Om zoveel mogelijk lezers te trekken, lijkt alles geoorloofd: van absurde koppen boven artikelen via bewust gemankeerde artikelen (waarin alle nuance en tegenargumenten volledig ontbreken) tot aan volledige fake-berichten. Alles wordt ingezet om de eigen achterban te pleasen en aan de site te (blijven) binden. Het toppunt van populisme dus.
Maar de mainstream-media dan? Die willen toch ook zo veel mogelijk bezoekers/abonnees? Dat klopt, maar over het algemeen volgen zij kwalitatieve normen (ethische gedragsregels), die worden afgedwongen of gecontroleerd door de Nederlandse Vereniging van Journalisten (NVJ), de Raad voor de Journalistiek (RvdJ) en/of eigen organen zoals ombudsman/vrouw. De journalistieke standaarden zijn hierbij belangrijker dan de nieuwswaarde. Dat garandeert niet dat er nooit iets mis gaat, maar zorgt wel voor een corrigerend vermogen. Ook is altijd duidelijk of het om een mening in de vorm van een column (en dus een columnist) gaat of een journalistiek artikel.
Veel populistische ‘journalisten’ zijn gelukkig gemakkelijk te herkennen. Ze zijn vaak nagenoeg alleen terug te vinden op hun eigen platformen (Sietske Bergsma, Annabel Nanninga, Joost Niemöller, Bert Brussen, Bas Paternotte en Anne Fleur Dekker zijn bekende voorbeelden hiervan). Door hun vaak radicale meningen worden ze niet vaak uitgenodigd door de belangrijkste kranten en tv-programma’s.
Anders is dat voor een kleine groep, waarvan Wierd Duk het bekendste voorbeeld is. In een poging het elitaire imago af te schudden is (of was) hij regelmatig te zien in diverse actualiteitenprogramma’s en heeft hij een vaste rubriek in het Algemeen Dagblad (AD). Hoewel dit officieel als column geldt, is dat niet of nauwelijks zichtbaar en noemt hij zichzelf ‘politiek verslaggever’.

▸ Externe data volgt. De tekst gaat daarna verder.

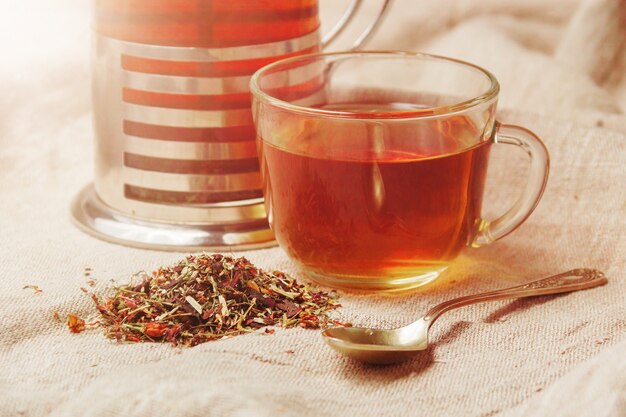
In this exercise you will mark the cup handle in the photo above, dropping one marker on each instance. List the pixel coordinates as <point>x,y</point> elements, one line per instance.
<point>489,231</point>
<point>347,17</point>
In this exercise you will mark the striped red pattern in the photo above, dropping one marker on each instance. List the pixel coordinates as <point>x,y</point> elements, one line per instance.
<point>198,24</point>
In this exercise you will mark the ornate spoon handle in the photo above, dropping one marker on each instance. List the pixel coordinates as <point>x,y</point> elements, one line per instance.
<point>574,280</point>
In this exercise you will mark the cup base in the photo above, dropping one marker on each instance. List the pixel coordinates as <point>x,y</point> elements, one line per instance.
<point>93,216</point>
<point>369,284</point>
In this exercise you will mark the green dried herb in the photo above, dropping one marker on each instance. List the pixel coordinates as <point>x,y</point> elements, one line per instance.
<point>208,297</point>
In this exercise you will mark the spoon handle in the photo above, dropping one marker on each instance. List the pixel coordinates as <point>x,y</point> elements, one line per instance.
<point>574,280</point>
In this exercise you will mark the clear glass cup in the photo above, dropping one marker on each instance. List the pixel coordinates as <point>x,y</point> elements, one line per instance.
<point>374,163</point>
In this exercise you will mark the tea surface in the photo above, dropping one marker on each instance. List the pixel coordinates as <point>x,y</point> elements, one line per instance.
<point>354,202</point>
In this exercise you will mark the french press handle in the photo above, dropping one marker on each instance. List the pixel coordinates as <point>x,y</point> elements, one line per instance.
<point>347,17</point>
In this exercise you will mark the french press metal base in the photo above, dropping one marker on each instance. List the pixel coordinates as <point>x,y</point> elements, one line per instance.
<point>93,216</point>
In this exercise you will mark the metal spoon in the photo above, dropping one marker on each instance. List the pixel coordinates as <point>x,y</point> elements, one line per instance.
<point>396,345</point>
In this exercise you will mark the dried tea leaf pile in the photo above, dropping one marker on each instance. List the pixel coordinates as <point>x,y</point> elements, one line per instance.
<point>207,297</point>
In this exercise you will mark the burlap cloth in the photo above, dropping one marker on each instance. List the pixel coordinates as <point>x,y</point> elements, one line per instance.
<point>562,74</point>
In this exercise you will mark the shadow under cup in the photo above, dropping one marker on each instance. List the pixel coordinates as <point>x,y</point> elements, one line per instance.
<point>374,164</point>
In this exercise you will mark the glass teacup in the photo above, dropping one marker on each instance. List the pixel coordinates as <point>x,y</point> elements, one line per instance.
<point>374,164</point>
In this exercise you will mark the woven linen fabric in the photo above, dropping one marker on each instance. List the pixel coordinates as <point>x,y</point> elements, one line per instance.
<point>547,356</point>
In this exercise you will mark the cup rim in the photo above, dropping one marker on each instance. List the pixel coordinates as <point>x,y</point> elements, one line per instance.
<point>427,112</point>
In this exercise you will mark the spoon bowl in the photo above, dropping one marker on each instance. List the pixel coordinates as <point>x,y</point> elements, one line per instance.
<point>379,346</point>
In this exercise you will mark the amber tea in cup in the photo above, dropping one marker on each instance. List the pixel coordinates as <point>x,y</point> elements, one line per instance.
<point>374,168</point>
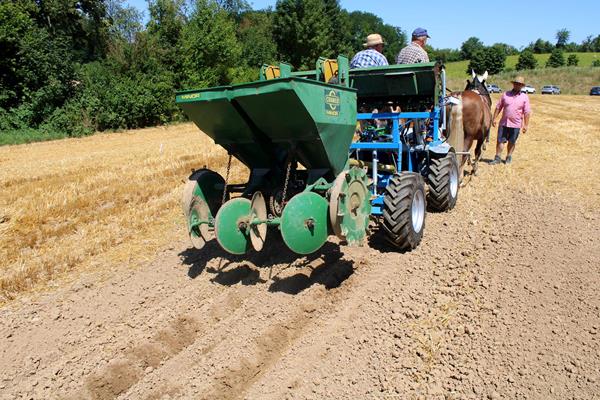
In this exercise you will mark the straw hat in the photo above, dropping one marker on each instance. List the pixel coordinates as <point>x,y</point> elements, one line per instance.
<point>373,40</point>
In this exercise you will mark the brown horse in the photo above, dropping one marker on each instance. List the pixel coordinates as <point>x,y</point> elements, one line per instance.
<point>470,118</point>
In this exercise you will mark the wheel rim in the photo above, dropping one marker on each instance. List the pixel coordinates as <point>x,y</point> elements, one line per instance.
<point>453,181</point>
<point>418,210</point>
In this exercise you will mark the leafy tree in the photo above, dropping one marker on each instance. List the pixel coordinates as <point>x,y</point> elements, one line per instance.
<point>256,36</point>
<point>541,46</point>
<point>235,8</point>
<point>301,33</point>
<point>507,48</point>
<point>572,60</point>
<point>125,21</point>
<point>596,44</point>
<point>526,61</point>
<point>469,47</point>
<point>587,44</point>
<point>362,24</point>
<point>490,59</point>
<point>562,37</point>
<point>557,59</point>
<point>341,35</point>
<point>209,45</point>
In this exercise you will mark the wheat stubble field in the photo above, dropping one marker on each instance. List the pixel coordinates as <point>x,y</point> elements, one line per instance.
<point>102,297</point>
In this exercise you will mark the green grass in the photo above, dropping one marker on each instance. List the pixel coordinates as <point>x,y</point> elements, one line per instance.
<point>571,80</point>
<point>458,69</point>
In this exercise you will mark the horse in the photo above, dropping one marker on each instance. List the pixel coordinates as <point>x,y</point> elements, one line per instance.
<point>470,117</point>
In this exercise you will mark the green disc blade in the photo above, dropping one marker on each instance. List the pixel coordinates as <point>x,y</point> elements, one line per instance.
<point>230,224</point>
<point>304,223</point>
<point>197,222</point>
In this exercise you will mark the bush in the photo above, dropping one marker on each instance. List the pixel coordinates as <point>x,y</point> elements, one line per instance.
<point>490,59</point>
<point>573,60</point>
<point>526,61</point>
<point>557,59</point>
<point>109,100</point>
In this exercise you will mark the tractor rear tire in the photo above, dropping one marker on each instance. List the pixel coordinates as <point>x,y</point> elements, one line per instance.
<point>443,180</point>
<point>404,210</point>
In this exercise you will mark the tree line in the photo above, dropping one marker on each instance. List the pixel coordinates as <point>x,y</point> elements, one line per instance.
<point>493,58</point>
<point>77,66</point>
<point>71,67</point>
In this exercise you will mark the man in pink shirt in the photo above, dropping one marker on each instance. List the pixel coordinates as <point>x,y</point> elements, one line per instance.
<point>515,119</point>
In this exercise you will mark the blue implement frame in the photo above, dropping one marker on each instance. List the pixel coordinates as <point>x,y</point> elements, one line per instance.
<point>399,148</point>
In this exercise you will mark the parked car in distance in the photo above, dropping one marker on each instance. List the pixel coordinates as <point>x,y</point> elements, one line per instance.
<point>550,89</point>
<point>528,89</point>
<point>492,88</point>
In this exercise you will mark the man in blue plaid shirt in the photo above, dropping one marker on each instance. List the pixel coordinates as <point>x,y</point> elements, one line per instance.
<point>371,56</point>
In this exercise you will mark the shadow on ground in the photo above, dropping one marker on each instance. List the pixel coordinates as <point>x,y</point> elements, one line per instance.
<point>325,267</point>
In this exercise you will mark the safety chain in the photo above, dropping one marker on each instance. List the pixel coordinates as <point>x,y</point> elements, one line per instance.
<point>285,184</point>
<point>226,180</point>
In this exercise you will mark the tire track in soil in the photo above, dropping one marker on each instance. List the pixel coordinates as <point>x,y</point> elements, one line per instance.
<point>245,358</point>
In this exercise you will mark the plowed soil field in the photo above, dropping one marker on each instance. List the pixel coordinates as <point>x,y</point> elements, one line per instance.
<point>102,296</point>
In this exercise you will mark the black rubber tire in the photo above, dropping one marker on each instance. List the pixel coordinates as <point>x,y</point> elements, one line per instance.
<point>440,197</point>
<point>397,210</point>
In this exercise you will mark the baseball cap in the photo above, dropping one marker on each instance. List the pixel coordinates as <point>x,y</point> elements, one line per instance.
<point>420,32</point>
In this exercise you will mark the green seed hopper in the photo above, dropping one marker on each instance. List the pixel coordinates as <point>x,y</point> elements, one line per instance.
<point>293,131</point>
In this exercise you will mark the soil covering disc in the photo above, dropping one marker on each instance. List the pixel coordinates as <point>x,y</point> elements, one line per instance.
<point>258,233</point>
<point>304,223</point>
<point>199,212</point>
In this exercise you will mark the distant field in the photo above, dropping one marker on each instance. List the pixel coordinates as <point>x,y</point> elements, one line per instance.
<point>572,80</point>
<point>76,204</point>
<point>458,69</point>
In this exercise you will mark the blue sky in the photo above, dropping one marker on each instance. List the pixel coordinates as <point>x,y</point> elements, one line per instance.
<point>451,22</point>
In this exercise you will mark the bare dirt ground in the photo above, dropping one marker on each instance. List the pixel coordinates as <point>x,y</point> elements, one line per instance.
<point>500,301</point>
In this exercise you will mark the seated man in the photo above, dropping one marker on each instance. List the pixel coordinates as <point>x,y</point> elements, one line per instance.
<point>371,56</point>
<point>415,52</point>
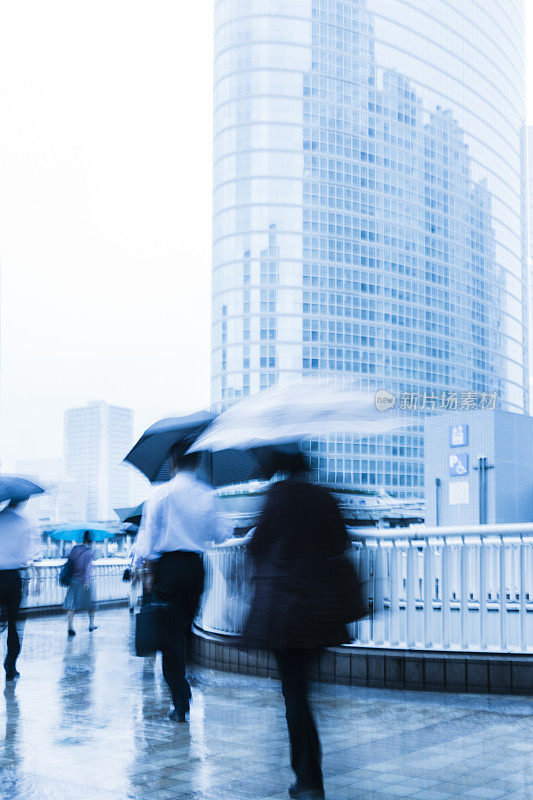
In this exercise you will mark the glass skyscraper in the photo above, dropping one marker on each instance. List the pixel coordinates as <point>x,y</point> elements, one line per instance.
<point>370,209</point>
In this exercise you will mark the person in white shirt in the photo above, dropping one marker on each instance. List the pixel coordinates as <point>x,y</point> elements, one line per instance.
<point>179,522</point>
<point>19,547</point>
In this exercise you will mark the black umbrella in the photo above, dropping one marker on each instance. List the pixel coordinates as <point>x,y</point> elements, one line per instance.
<point>152,452</point>
<point>132,514</point>
<point>17,489</point>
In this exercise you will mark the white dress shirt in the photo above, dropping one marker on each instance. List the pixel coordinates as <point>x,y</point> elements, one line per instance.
<point>180,515</point>
<point>20,543</point>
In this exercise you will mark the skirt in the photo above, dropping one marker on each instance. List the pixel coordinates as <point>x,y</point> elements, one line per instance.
<point>78,597</point>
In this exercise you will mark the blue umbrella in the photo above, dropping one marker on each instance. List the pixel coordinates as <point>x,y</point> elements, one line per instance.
<point>75,533</point>
<point>130,515</point>
<point>17,489</point>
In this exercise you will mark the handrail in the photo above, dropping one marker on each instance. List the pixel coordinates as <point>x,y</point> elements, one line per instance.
<point>41,587</point>
<point>443,589</point>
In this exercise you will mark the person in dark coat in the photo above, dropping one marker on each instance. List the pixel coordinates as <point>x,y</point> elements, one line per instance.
<point>297,608</point>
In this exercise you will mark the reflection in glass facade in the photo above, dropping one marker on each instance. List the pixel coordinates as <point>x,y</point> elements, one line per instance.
<point>370,207</point>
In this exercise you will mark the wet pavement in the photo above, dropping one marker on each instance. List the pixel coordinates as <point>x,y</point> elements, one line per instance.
<point>87,720</point>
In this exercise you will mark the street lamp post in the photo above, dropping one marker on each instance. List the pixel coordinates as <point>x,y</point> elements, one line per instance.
<point>483,467</point>
<point>437,500</point>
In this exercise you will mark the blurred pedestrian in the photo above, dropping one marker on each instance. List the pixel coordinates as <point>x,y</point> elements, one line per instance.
<point>19,546</point>
<point>296,608</point>
<point>179,522</point>
<point>80,593</point>
<point>135,589</point>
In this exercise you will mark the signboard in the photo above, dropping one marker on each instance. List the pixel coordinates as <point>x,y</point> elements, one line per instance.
<point>458,463</point>
<point>458,493</point>
<point>458,435</point>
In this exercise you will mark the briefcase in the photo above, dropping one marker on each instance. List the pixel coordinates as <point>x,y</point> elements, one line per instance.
<point>151,629</point>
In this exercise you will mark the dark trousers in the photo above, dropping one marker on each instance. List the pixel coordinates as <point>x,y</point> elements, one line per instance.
<point>178,581</point>
<point>10,599</point>
<point>306,754</point>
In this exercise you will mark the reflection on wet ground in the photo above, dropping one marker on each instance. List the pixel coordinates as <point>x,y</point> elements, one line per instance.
<point>87,720</point>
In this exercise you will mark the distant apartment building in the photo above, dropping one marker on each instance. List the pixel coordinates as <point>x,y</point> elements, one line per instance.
<point>97,437</point>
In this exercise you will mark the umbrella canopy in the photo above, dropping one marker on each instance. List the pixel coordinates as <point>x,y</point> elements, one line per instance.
<point>18,489</point>
<point>294,412</point>
<point>132,514</point>
<point>74,533</point>
<point>152,452</point>
<point>233,466</point>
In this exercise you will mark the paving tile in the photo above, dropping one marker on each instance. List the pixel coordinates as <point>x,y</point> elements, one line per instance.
<point>88,720</point>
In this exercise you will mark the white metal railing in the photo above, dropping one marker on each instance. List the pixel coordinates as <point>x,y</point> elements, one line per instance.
<point>433,589</point>
<point>41,587</point>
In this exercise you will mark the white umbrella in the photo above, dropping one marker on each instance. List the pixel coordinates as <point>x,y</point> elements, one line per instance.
<point>294,412</point>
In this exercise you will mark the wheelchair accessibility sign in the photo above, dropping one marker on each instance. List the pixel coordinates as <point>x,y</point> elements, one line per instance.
<point>458,465</point>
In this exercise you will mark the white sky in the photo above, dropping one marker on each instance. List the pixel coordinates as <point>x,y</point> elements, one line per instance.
<point>105,211</point>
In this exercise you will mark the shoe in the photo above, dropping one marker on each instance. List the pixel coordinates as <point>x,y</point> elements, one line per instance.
<point>299,793</point>
<point>176,716</point>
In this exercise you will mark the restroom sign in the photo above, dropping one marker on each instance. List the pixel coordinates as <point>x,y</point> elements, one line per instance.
<point>458,465</point>
<point>458,435</point>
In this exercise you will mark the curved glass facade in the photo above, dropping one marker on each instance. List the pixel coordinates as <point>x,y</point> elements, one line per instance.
<point>370,208</point>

Net als voor populistische politici, is het de vraag wat populistische journalisten toevoegen aan onze maatschappij. Hun doel is namelijk niet het verstrekken van min of meer objectieve informatie aan een breed publiek of het aan de kaak stellen van misstanden in de maatschappij. Zelf beweren ze vaak iets in de trant van ‘we verrijken het debat’ of ‘we laten een ander geluid horen’. Dat is vaak een drogreden, want ze vertroebelen het debat juist vaak, vooral omdat ze niet kritisch zijn op hun eigen bronnen. Een ander geluid laten horen alleen om een ander geluid te laten horen is geen doel. Hun enige echte doel is het oppoetsen van hun ego, het uitvergroten van hun ‘gelijk’ en het in stand houden van een schare volgers. Daar heeft uiteindelijk niemand baat bij.